Help for the OLSQ routine.

I. Description

The OLSQ routine is a Mathematica port of the instrinsic speakeasy ordinary least squares regression routine. The routine i svery helpful for quickly assessing the importance of certain wavelengths in a spectrum or certain princiapl components in a PCR analysis. For information of how to use it in Speakeasy see the help files that came with Speakeasy.

The model that is fit is:

y = m1(x1) + m2(x2) + .... + C

with one independent variable for each column of the independentvariables matrix.

II. The format of the call

In Mathematica:

output = OLSQ[independentvariables, dependentvariables, print];

independentvariables --> is be a matrix (a set of spectra with each row being a spectrum and each column being the wavelengths of each spectrum) .

dependentvariables --> is a one dimensional array with one value for each row of the indepentvariable matrix. (i. e. a concentration corresponding to each spectrum).

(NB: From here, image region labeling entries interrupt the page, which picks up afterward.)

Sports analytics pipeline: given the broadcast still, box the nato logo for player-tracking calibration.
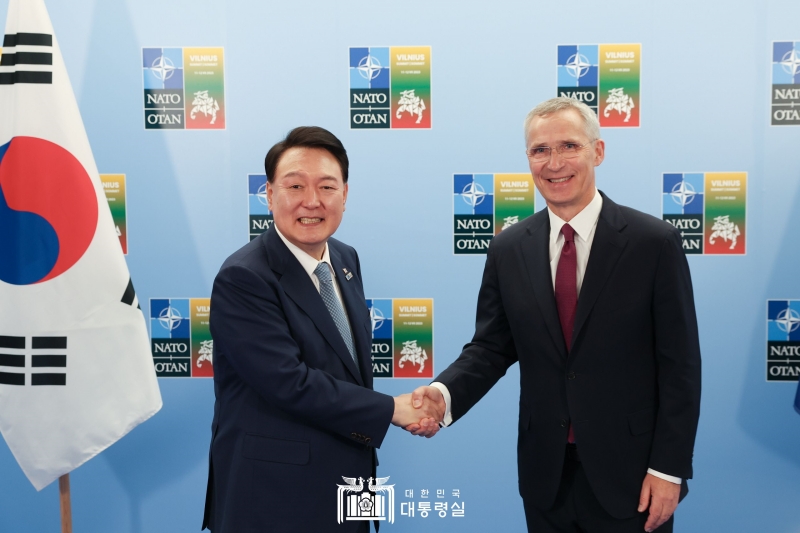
[767,300,800,382]
[453,174,494,254]
[150,298,192,377]
[247,174,273,241]
[771,41,800,126]
[350,47,391,129]
[558,44,600,112]
[367,298,394,378]
[142,48,184,129]
[661,172,705,254]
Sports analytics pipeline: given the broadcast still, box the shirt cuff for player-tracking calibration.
[648,468,682,485]
[431,381,453,428]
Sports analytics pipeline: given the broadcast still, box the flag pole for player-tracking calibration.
[58,474,72,533]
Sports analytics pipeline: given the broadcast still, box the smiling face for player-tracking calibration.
[526,109,605,221]
[267,147,347,259]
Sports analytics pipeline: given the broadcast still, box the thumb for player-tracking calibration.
[637,479,650,513]
[411,387,425,409]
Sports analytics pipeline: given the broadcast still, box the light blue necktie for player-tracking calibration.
[314,262,358,368]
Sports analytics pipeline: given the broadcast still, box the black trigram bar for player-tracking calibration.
[3,33,53,48]
[0,353,25,368]
[31,374,67,385]
[0,372,25,385]
[0,335,25,350]
[33,337,67,350]
[0,52,53,67]
[0,70,53,85]
[32,355,67,368]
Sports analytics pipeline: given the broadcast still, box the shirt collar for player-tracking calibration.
[273,225,336,277]
[547,189,603,242]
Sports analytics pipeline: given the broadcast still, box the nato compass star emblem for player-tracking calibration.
[775,307,800,333]
[358,55,383,80]
[781,50,800,76]
[562,54,592,78]
[461,181,486,207]
[150,56,175,81]
[669,181,697,207]
[369,307,385,333]
[158,307,183,331]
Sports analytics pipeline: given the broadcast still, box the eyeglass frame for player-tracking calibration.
[525,137,600,163]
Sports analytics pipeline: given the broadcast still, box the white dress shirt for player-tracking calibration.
[275,226,354,338]
[431,189,681,485]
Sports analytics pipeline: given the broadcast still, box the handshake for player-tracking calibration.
[392,386,445,438]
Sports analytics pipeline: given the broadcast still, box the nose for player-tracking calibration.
[547,149,564,170]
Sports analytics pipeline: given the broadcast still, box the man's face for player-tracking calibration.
[526,109,605,220]
[267,147,347,259]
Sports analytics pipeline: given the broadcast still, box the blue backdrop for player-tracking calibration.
[0,0,800,533]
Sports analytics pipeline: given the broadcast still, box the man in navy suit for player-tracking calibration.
[203,127,442,533]
[414,98,700,533]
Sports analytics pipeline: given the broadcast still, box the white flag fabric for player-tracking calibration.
[0,0,161,490]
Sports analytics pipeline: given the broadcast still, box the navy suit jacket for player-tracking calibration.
[436,193,700,518]
[203,229,394,533]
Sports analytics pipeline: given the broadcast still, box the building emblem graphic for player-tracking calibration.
[453,173,535,255]
[367,298,433,378]
[557,44,642,128]
[336,476,394,524]
[770,41,800,126]
[350,46,431,129]
[247,174,272,241]
[767,300,800,382]
[142,48,225,130]
[150,298,214,377]
[662,172,747,255]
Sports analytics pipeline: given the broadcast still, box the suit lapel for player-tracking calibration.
[572,192,628,346]
[328,241,372,389]
[520,209,567,357]
[264,229,364,385]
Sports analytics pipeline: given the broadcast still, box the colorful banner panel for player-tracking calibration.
[770,41,800,126]
[367,298,433,379]
[100,174,128,255]
[661,172,747,255]
[247,174,273,241]
[142,47,225,130]
[150,298,214,378]
[557,44,642,128]
[767,300,800,382]
[349,46,431,129]
[453,173,535,255]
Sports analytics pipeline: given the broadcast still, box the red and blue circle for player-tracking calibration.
[0,137,98,285]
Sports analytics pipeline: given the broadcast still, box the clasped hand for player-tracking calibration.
[392,386,445,438]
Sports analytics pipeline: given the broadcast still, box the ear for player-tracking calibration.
[594,139,606,167]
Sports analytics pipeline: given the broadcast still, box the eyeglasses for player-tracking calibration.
[525,139,597,163]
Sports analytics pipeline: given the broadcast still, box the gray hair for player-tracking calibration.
[523,96,600,140]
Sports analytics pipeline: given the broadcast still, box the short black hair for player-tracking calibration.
[264,126,350,183]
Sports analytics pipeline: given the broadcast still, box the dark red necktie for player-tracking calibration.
[556,224,578,442]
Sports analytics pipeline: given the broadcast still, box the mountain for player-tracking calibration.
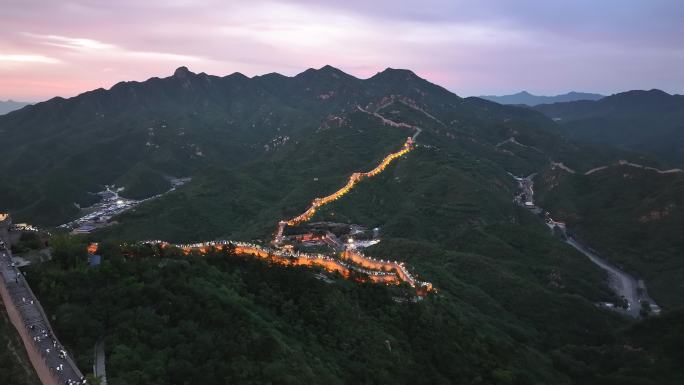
[535,163,684,308]
[0,66,681,385]
[0,66,608,225]
[0,100,31,115]
[535,90,684,165]
[480,91,603,107]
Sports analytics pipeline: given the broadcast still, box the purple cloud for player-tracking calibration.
[0,0,684,100]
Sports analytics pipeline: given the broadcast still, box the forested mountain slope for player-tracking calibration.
[535,90,684,166]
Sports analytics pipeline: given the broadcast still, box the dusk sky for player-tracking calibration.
[0,0,684,101]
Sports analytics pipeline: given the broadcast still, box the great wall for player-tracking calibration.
[134,103,434,296]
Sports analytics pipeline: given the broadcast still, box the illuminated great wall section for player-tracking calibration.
[125,107,434,296]
[275,137,413,237]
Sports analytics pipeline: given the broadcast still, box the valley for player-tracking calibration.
[515,174,661,318]
[0,66,678,385]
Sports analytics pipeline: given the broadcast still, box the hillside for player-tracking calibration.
[0,66,598,225]
[5,66,681,385]
[0,100,31,115]
[535,90,684,166]
[535,165,684,307]
[480,91,603,107]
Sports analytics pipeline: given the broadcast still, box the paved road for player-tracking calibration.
[566,237,659,318]
[0,232,82,384]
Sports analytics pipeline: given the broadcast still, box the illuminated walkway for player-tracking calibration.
[134,103,433,296]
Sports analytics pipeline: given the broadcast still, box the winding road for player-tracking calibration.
[514,174,660,318]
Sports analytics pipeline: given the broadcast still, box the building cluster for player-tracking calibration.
[59,178,190,234]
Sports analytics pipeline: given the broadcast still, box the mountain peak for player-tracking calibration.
[173,66,194,79]
[374,67,418,78]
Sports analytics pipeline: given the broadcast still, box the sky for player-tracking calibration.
[0,0,684,101]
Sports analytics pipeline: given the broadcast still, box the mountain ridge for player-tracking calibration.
[480,91,604,107]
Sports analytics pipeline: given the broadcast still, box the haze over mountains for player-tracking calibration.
[0,62,600,224]
[480,91,603,107]
[0,66,684,385]
[535,90,684,166]
[0,100,31,115]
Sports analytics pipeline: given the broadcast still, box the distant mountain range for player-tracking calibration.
[535,89,684,166]
[0,66,682,385]
[0,66,600,226]
[480,91,603,107]
[0,100,31,115]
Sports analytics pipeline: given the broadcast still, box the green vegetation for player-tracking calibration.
[0,307,40,385]
[0,67,682,385]
[535,90,684,166]
[535,166,684,307]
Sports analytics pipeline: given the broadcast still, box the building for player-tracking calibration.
[0,213,12,237]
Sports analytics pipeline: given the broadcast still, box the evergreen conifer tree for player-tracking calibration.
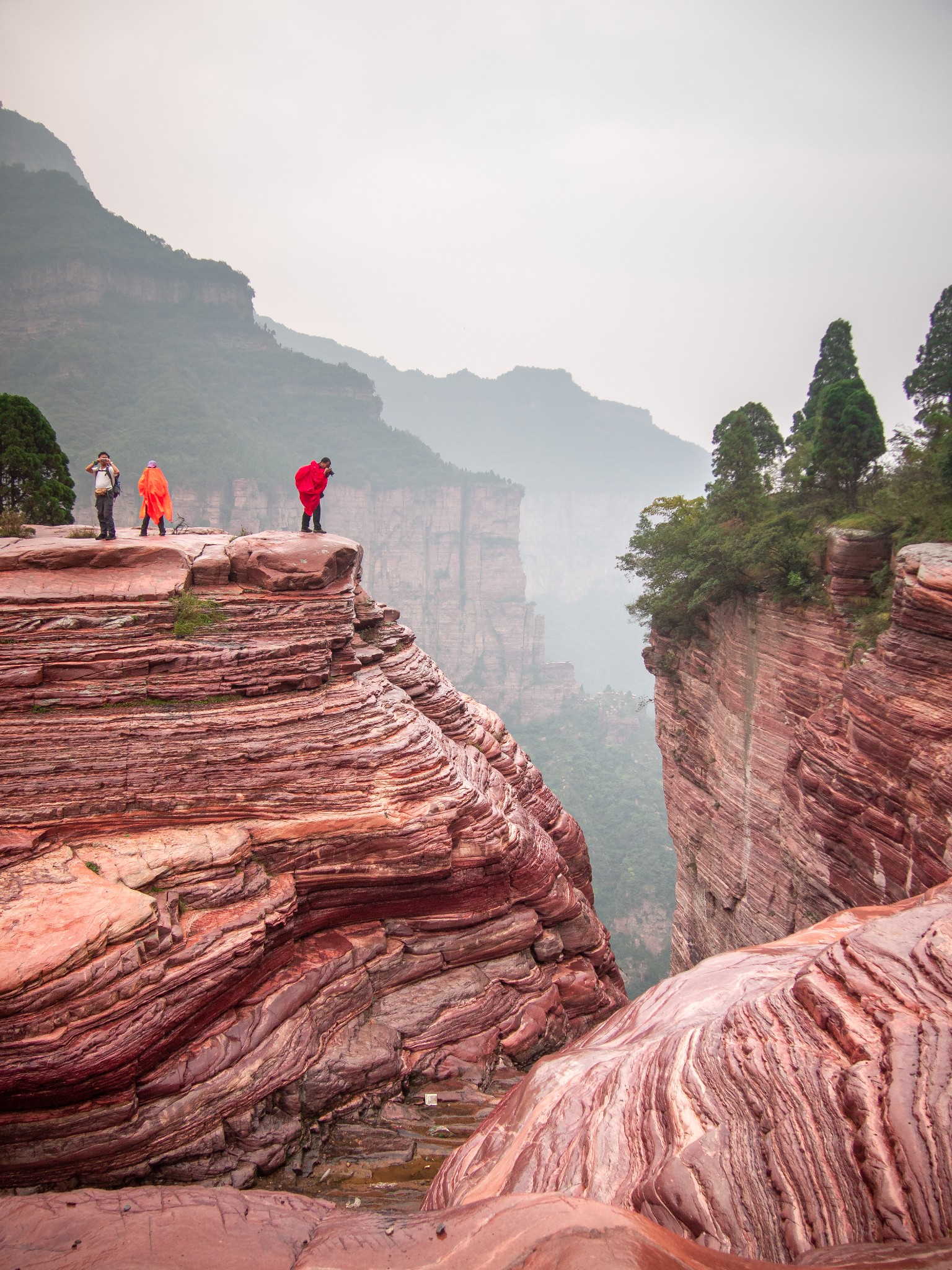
[902,287,952,422]
[808,377,886,508]
[803,318,859,420]
[0,393,76,525]
[707,411,764,521]
[783,318,862,487]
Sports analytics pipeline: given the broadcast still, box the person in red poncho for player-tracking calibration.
[138,458,171,538]
[294,457,334,533]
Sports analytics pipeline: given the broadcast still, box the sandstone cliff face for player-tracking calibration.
[7,1186,952,1270]
[426,882,952,1265]
[0,533,624,1185]
[108,479,579,722]
[0,259,253,342]
[646,535,952,970]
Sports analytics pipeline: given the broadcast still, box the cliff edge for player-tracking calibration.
[0,533,625,1186]
[645,532,952,972]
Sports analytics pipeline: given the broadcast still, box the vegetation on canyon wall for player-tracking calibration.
[0,393,76,525]
[619,287,952,635]
[518,688,676,998]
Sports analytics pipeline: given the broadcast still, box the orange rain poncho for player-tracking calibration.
[138,468,171,523]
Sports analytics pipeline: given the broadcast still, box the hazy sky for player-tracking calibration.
[0,0,952,443]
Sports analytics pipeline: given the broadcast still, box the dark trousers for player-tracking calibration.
[97,491,115,538]
[301,503,321,533]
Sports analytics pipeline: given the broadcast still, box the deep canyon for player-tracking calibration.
[0,531,952,1270]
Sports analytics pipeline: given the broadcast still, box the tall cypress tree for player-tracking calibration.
[902,287,952,423]
[803,318,859,419]
[783,318,863,487]
[707,411,764,521]
[0,393,76,525]
[808,378,886,508]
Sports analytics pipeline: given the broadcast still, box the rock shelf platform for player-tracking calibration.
[0,533,625,1188]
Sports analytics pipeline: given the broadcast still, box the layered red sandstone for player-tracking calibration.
[0,533,624,1186]
[426,881,952,1265]
[646,533,952,970]
[0,1186,952,1270]
[100,477,579,721]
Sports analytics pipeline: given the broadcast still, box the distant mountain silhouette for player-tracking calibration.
[258,316,711,507]
[0,109,89,189]
[258,316,711,695]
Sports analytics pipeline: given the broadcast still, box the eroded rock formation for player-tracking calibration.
[0,533,624,1185]
[646,532,952,970]
[0,1186,952,1270]
[426,881,952,1264]
[139,479,579,722]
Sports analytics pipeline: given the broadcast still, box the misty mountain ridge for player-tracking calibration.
[258,316,711,500]
[0,105,89,189]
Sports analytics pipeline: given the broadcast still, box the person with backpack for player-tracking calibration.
[86,450,122,542]
[294,457,334,533]
[138,458,171,538]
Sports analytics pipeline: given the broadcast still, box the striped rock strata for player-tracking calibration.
[0,1186,952,1270]
[646,532,952,970]
[425,881,952,1265]
[0,533,624,1186]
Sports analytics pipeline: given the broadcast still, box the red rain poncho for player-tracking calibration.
[138,468,171,523]
[294,462,327,515]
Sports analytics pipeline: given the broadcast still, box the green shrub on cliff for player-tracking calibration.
[0,393,76,525]
[618,304,952,636]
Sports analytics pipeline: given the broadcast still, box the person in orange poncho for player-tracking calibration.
[138,458,171,538]
[294,458,334,533]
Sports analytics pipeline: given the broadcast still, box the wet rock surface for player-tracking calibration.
[0,533,625,1188]
[0,1186,952,1270]
[426,881,952,1264]
[646,532,952,970]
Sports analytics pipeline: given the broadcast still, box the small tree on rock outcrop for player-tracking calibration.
[0,393,76,525]
[783,318,859,489]
[808,377,886,508]
[902,287,952,423]
[707,407,783,521]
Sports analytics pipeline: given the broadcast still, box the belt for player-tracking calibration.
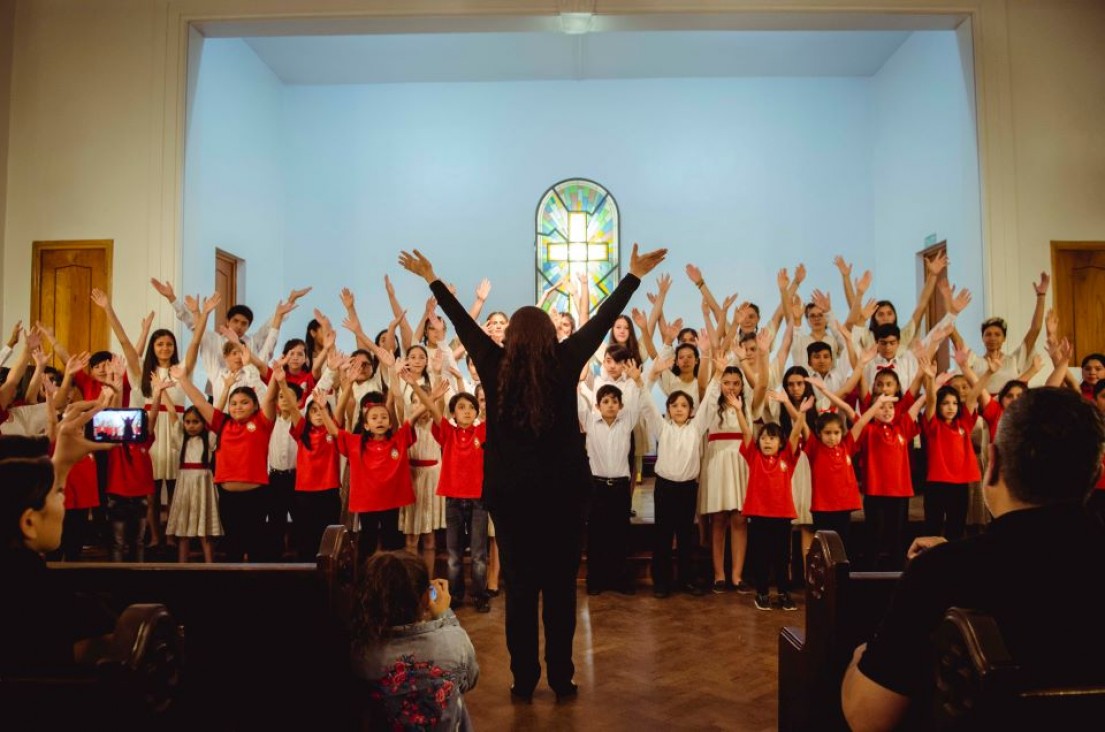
[591,475,629,485]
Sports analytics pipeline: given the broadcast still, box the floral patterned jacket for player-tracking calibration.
[352,610,480,730]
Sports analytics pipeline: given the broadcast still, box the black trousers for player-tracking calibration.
[219,485,272,562]
[863,495,909,572]
[748,516,790,595]
[924,482,967,541]
[810,511,852,551]
[265,470,298,561]
[491,502,583,691]
[357,509,407,562]
[652,475,698,590]
[292,488,341,562]
[587,478,633,589]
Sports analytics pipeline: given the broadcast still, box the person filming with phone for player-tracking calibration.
[841,387,1105,730]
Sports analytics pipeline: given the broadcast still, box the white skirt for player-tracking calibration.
[698,440,748,515]
[399,462,445,535]
[165,468,222,536]
[790,453,817,526]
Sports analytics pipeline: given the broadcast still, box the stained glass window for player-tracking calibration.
[536,178,620,322]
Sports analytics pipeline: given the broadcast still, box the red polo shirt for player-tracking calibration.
[860,411,917,498]
[337,422,414,513]
[292,417,341,491]
[740,440,798,519]
[210,409,273,485]
[806,432,863,511]
[923,413,993,483]
[432,419,487,499]
[107,433,154,498]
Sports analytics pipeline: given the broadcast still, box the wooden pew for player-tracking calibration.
[779,531,901,731]
[0,605,182,729]
[933,607,1105,730]
[50,526,356,729]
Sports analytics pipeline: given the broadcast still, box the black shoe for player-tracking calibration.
[553,681,579,704]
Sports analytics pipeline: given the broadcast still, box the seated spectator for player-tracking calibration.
[0,402,115,673]
[841,388,1105,730]
[352,552,480,730]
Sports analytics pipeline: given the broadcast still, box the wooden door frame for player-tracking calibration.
[28,239,115,325]
[1051,240,1105,358]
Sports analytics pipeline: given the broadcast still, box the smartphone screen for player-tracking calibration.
[84,409,149,442]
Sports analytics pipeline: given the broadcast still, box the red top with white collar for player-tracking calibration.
[806,432,863,511]
[107,432,154,498]
[291,417,341,491]
[337,422,414,513]
[432,419,487,499]
[860,411,917,498]
[923,413,993,483]
[210,409,274,485]
[740,440,798,519]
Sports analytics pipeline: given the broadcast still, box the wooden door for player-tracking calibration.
[1051,241,1105,368]
[214,249,241,325]
[31,239,114,368]
[914,241,951,373]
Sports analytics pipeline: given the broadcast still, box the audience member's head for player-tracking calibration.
[0,436,58,552]
[986,387,1105,505]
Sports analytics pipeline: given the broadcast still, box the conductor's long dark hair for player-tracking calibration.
[497,306,558,437]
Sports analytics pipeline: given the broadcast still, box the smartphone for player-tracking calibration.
[84,409,149,443]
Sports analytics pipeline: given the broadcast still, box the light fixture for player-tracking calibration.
[560,12,594,35]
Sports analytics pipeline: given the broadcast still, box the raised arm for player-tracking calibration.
[169,364,214,425]
[1022,272,1051,354]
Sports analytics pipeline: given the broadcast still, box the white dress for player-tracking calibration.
[165,432,222,536]
[399,413,445,534]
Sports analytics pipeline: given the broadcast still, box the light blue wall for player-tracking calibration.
[871,31,985,342]
[185,32,981,364]
[177,39,287,384]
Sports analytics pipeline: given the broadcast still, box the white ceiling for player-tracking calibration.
[245,30,911,84]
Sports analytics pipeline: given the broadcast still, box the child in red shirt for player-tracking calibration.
[273,370,341,562]
[851,394,925,569]
[727,395,813,610]
[327,359,414,560]
[922,363,1000,540]
[407,378,491,613]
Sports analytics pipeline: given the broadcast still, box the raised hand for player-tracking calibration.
[92,287,112,310]
[925,251,948,278]
[149,278,177,303]
[399,249,438,283]
[810,290,832,313]
[629,246,667,279]
[832,254,852,280]
[1032,272,1051,297]
[686,264,702,286]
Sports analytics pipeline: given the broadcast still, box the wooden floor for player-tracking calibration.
[457,584,806,732]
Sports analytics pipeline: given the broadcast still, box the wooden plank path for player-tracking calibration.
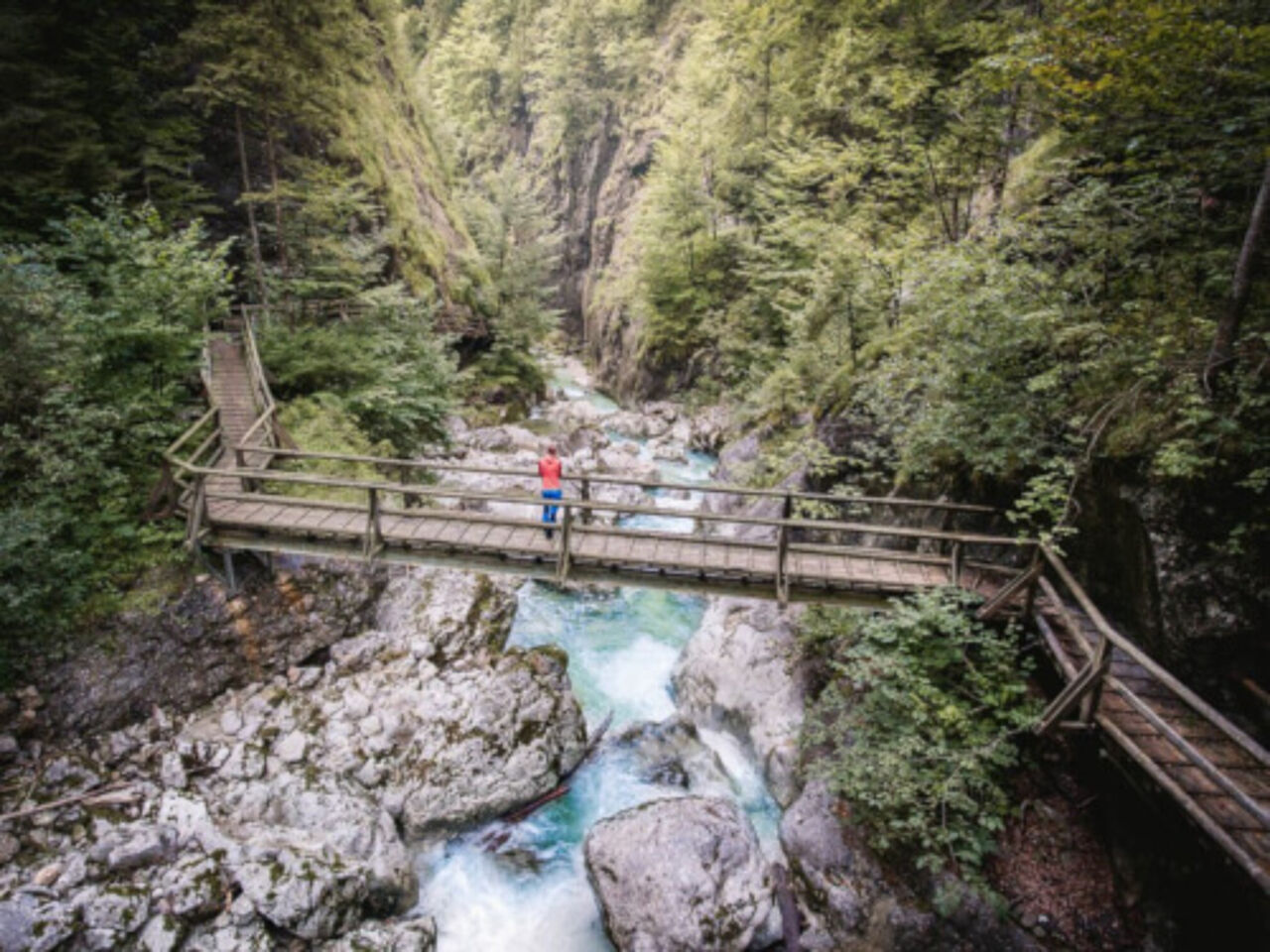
[156,313,1270,894]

output --> will be a list fo three elements which will be:

  1. The best fit coefficients for the model
  2. The predicted results of the model for the input values.
  3. The best fit risiduals of the model


print --> is either a 1 or a 0, if 1 (or left off) then an output table will be generated, if 0 then no output will be generated.

Currently the model is limited to 100 independent variables, but this is arbitrary and a quick glance at the code will reveal how to change it for larger applications.